Steuern, Pfand, ...

Supermarkt-Chef beklagt „immer mehr Bürokratie“

Wirtschaft
13.03.2026 06:00

Einwegpfand, neue Mehrwertsteuersätze, Plastikabgabe, Shrinkflation-Gesetz – auf den Lebensmittelhandel kommt immer mehr Bürokratie zu, beklagt Spar-Chef Hans K. Reisch. Sein Unternehmen konnte zuletzt aber die Marktführerschaft ausbauen und wird den Expansionskurs fortsetzen. 

Die geplante Mehrwertsteuersenkung auf 4,9 Prozent bei ausgewählten Grundnahrungsmitteln bringt dem einzelnen Konsumenten nur wenige Euro im Monat. Doch die Gesamtkosten und auch der bürokratische Aufwand seien groß: „Das ist keinesfalls auf Knopfdruck zu bewältigen, das verursacht Kosten in Millionenhöhe, die in keiner Relation stehen“, so Reisch. Für sein Unternehmen rechnet er mit einem Administrations-Aufwand von zwei Millionen Euro – und das für eine sehr geringe Ersparnis, die die Österreicher kaum entlastet.

Plastikabgabe als Bumerang
Beteuert wird jedenfalls, dass die Senkung der Mehrwertsteuer auf jeden Fall an die Konsumenten weitergegeben wird. Dass im Gegenzug eine Plastikabgabe kommt, sieht Reisch kritisch. Am Ende könne das die Ersparnis wieder zunichtemachen – sozusagen „linke Tasche, rechte Tasche“. Es ist auch bisher nicht klar, welche Verpackungen genau darunter fallen. Doch wenn die gesamten Maßnahmen aufkommensneutral sind, werden die Kosten wohl in ähnlicher Höhe woanders anfallen.
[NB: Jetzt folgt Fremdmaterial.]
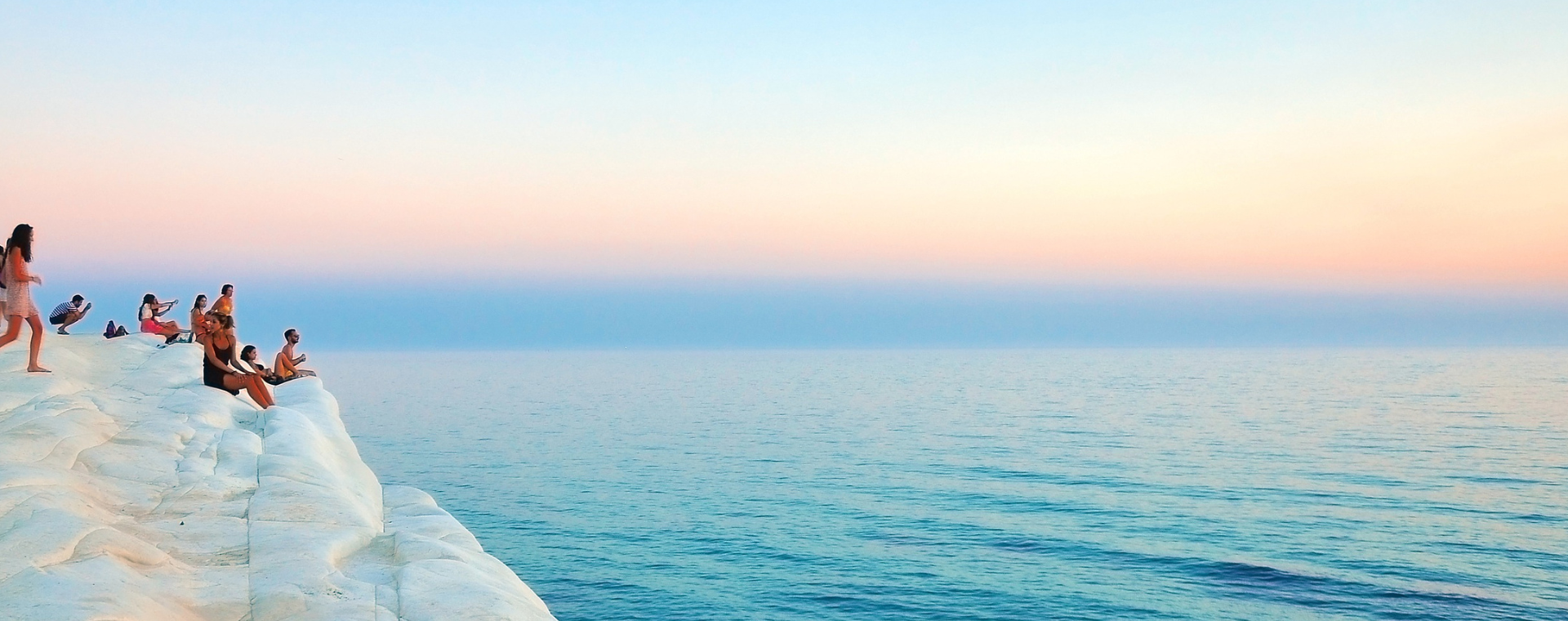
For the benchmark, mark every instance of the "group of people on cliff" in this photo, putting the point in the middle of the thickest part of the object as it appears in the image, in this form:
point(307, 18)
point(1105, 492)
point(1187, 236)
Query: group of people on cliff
point(212, 328)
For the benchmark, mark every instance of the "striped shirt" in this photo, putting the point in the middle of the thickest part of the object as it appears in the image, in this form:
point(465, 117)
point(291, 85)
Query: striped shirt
point(63, 310)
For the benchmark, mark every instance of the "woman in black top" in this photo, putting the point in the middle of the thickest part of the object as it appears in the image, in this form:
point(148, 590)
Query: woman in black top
point(218, 368)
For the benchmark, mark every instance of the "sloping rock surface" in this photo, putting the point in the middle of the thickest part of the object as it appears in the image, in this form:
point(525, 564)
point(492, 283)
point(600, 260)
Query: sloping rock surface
point(131, 491)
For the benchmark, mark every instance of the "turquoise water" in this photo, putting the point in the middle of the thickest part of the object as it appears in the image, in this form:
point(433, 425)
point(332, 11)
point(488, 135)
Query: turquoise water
point(993, 485)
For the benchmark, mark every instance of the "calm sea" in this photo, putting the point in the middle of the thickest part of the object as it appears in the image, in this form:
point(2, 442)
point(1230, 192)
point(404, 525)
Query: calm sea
point(993, 485)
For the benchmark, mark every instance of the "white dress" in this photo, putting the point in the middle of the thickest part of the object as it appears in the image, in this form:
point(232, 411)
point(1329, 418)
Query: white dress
point(18, 297)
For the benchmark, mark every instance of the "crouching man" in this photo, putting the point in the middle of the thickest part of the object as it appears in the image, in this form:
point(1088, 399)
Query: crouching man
point(69, 312)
Auch die Einführung des Einwegpfands brachte Mehraufwand für den Handel, damals investierte Spar 60 Millionen Euro. Reisch sieht aber, dass sich das mittlerweile immer besser einspielt. Was die Shrinkflation – also gleichbleibender Preis bei weniger Inhalt – betrifft, spricht sich Reisch klar dagegen aus – diese sei „unerhört“. Reisch nimmt dazu die Produzenten in die Pflicht. Man sei mit den Herstellern in Kontakt und ersuche sie, Shrinkflation zu unterlassen. Kommen die Produzenten nicht entgegen, werde die Shrinkflation ausgehängt. „Am Ende bleibt das alles aber wieder am Handel hängen“, so der Manager, dessen Konzern das nun überall auszeichnen und die „Schmähs“ der Produzenten ausbaden muss.

(Bild: Reinhard Holl)

Spar-Gruppe macht 22,3 Milliarden Euro Umsatz
Für seine Eigenmarken kann Reisch jedoch garantieren, dass es zu keiner Shrinkflation kommt. Die Spar-Eigenmarken (S-Budget usw.) machen bereits 45 Prozent des Umsatzes aus. Auch sonst wächst der Lebensmittelriese aus Salzburg. In Summe macht Spar einen Umsatz in Österreich und fünf Nachbarländern von 22,3 Milliarden Euro, 10,8 Milliarden Euro davon in Österreich. Hierzulande gab es ein Wachstum über vier Prozent, mehr als der Branchenschnitt. Derzeit läuft auch die Eingliederung von 25 Unimarkt-Standorten, einen Ausbau gibt es auch bei den Express-Tankstellenshops.

Gesamt hat die Gruppe in Österreich 37,6 Prozent Marktanteil Anfang des Jahres. Schon vor mehreren Jahren hat der Konzern damit die Rewe (Billa usw.) überholt. In Wien liegt man jedoch noch unter 30 Prozent, wobei die Marke bald geknackt werden soll. 800 Millionen Euro will Spar heuer investieren, die Hälfte davon in Österreich. Von hybriden Supermärkten, die länger geöffnet sind und ohne Personal anbieten, hält Reisch nichts. Die Menschen schätzen ein klassisches Einkaufserlebnis und wollen Beratung und Personal.

Kein Mercosur-Fleisch
Vom Mercosur-Handelsabkommen mit lateinamerikanischen Staaten ist Reisch weiterhin kein Anhänger. Er kann aber für seine Kette garantieren, dass weiterhin kein Fleisch aus Südamerika in den Regalen landen wird. Durch das Bekenntnis aller Händler werden sich die Auswirkungen in den Supermärkten eher in Grenzen halten, anders als in der Gastronomie.